Let’s just say the spirit was willing but the body was really tired and sick last week, shall we? I had big plans, and not a whole lot going on for the week, but the stupid side effects took care of that for me.

While I didn’t get all my blogs up on time, I at least got them up, which is saying something. I even got my serial installment done. Of course I’d like to go back and rewrite it, but it is what it is, and the story is just a draft version. It’s starting to wind down, I think, which is a good thing.

Goals For Next Week:
Get some words written besides my blog posts.

EDITING:
0 hours
It’s really hard to think about editing when you’re feeling sick and tired.

Goal For Next Week:
Start work on An Elemental Spirit.

TECH & TRAINING:
Nothing to see here, folks. Move along. I bought myself a laminator, but I haven’t tried it out yet. That’s as good as it got.

Goal For Next Week:
Learn something new. Figure out Dropbox.

POETRY WEDNESDAY:
Poetry has once again saved me from being a compete and utter fraud as a writer. I shared the Echo verse as my form for the week. It’s different, but I don’t see me writing an abundance of them. And I wrote a poem about superstition for the poetry group. It turned out okay, but it wasn’t the poem I wanted it to be. *shrugs* It happens sometimes.

Goal For Next Week:
Find another new poetry form to share.

CRAFTING:
*Hangs head in shame* You’d think with all that time I spent feeling crappy where I sat literally doing nothing, I could have been working on the afghan, but I didn’t. A few of the ladies from the stitchery group have been meeting at the library on alternate weeks to our regular meeting, and I did drop in for a bit, but we were so busy chatting I didn’t even pull my afghan out of its bag.

Goal For Next Week:
Push to get the afghan done so I’m free to work on other stuff with a clear conscience.

WHAT I’M READING:
I did a little better, reading wise. I finished Hex Appeal, by Kate Johnson, and also The Witching Well, by Shelley Dorey. It’s the first of a trilogy, and I’ve started book 2, Spellbound. I’ve also started reading The Knockoff Eclipse by Melissa Bull, which was a book included in my goody bag from the retreat.

Goal For Next Week:
Keep up the slow and steady ready pace.

THE WEEK AHEAD:

I’m really hesitant to make too many plans for this week, just in case I go back on that medication and it knocks me on my butt again. On the other hand, I don’t want another week to go by where I don’t get anything done.

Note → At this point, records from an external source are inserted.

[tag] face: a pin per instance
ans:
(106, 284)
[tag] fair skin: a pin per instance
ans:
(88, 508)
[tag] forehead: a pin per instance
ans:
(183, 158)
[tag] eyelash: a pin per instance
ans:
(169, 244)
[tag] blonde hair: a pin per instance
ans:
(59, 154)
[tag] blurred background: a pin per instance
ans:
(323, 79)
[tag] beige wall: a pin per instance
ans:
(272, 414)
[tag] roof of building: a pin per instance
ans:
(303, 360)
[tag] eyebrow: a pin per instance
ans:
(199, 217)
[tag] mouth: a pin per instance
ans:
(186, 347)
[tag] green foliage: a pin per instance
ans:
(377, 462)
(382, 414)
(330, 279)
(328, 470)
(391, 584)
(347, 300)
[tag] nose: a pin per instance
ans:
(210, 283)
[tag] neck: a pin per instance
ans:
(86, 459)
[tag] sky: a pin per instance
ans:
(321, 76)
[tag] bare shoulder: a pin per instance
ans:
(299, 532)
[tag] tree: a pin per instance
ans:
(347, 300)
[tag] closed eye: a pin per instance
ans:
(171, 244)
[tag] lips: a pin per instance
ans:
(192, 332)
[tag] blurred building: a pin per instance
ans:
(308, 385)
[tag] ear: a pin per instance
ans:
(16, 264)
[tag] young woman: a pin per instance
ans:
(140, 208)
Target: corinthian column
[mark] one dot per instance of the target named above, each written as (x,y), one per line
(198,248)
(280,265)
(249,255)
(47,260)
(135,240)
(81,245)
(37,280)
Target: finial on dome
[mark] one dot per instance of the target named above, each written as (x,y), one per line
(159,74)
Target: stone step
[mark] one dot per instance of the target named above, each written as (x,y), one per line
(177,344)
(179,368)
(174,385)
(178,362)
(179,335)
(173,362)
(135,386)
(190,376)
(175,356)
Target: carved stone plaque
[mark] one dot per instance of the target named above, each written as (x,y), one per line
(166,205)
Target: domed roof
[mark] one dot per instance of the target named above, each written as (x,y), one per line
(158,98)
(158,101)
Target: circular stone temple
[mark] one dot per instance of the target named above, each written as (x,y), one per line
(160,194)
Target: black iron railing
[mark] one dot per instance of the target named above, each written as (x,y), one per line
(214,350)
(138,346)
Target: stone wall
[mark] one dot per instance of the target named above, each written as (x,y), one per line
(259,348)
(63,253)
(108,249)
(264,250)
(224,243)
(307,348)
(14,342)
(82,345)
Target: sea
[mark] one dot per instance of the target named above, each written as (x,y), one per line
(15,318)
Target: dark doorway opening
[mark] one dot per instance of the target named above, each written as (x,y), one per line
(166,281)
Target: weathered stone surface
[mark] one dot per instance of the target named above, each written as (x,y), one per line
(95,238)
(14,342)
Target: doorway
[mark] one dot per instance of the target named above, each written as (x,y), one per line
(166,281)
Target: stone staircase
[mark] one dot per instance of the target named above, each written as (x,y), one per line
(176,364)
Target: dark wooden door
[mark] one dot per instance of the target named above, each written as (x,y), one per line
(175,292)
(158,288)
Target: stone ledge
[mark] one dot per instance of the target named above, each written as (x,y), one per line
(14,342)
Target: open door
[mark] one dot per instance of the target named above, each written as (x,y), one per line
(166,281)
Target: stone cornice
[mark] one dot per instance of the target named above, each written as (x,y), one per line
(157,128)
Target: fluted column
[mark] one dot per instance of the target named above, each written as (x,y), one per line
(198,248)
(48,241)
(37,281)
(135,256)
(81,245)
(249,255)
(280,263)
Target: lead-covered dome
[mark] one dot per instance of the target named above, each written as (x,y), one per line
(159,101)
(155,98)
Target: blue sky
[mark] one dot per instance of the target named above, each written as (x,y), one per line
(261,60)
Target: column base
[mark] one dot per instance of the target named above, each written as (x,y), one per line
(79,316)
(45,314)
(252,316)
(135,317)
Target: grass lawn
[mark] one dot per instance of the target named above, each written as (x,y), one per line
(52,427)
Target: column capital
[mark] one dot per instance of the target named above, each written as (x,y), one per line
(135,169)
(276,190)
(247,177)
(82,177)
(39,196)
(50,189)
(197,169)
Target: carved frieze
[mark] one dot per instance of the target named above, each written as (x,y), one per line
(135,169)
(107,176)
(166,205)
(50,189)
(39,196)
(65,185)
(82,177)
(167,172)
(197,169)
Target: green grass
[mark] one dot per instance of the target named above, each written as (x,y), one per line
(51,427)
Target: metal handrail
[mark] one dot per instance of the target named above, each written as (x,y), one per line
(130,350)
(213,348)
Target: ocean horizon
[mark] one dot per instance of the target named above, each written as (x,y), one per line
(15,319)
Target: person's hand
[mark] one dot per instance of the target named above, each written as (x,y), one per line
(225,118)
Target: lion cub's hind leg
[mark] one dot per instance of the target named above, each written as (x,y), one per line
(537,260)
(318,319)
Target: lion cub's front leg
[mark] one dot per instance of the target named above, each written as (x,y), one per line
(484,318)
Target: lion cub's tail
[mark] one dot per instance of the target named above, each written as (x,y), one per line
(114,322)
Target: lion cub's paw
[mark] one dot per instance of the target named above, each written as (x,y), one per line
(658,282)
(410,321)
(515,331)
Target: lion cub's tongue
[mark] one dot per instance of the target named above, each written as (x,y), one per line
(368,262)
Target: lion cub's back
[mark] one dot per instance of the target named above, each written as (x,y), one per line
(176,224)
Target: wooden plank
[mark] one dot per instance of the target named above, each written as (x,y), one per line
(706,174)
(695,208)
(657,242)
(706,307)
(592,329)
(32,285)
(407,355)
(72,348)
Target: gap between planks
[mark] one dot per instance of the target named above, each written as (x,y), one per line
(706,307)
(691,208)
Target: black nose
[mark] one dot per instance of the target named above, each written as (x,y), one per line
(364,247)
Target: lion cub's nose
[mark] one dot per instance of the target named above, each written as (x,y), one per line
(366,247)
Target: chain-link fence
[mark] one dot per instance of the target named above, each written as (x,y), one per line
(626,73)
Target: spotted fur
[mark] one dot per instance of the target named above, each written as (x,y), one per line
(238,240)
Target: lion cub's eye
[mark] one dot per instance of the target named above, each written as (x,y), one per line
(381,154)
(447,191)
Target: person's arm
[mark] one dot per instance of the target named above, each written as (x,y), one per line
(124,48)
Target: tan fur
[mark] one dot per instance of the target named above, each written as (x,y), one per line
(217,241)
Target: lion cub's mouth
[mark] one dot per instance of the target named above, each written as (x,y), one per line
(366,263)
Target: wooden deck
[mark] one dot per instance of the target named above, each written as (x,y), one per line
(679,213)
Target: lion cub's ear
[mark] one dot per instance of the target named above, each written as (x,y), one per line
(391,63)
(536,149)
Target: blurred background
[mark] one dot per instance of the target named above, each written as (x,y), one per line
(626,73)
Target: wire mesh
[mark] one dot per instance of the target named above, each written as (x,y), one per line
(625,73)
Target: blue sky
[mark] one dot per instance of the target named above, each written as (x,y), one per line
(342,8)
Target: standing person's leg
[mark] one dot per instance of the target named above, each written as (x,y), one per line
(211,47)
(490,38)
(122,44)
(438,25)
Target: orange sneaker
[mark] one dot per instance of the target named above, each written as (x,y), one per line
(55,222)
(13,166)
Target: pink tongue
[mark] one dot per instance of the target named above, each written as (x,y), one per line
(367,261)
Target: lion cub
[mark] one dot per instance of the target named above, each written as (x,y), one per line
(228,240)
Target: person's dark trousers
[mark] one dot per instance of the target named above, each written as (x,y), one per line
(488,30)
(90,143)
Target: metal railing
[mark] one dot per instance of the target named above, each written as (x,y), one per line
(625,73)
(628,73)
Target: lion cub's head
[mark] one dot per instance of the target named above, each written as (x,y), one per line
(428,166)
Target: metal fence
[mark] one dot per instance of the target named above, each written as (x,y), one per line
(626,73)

I actually did find a few extra minutes before going to the gym one morning to get my morning pages done, but thanks to feeling so tired and crappy, I only made it to the gym twice last week. Of course I suppose I could have done them on the days I didn’t go, but I never thought of it.

I would definitely like to make a bigger effort to start working in my office this week, and getting my writing done during the day so I can be working on the afghan during the evenings. I also want to learn how to use my laminator. This should be interesting, with my two very nosy sidekicks around.

And I really need to start typing out the notes I took while at the retreat. There are a couple of stories I have the bare bones for that I’d like to pursue as well.

Looks like I’ve got lots to do, now all I need is to find the get-up-and-go to do it.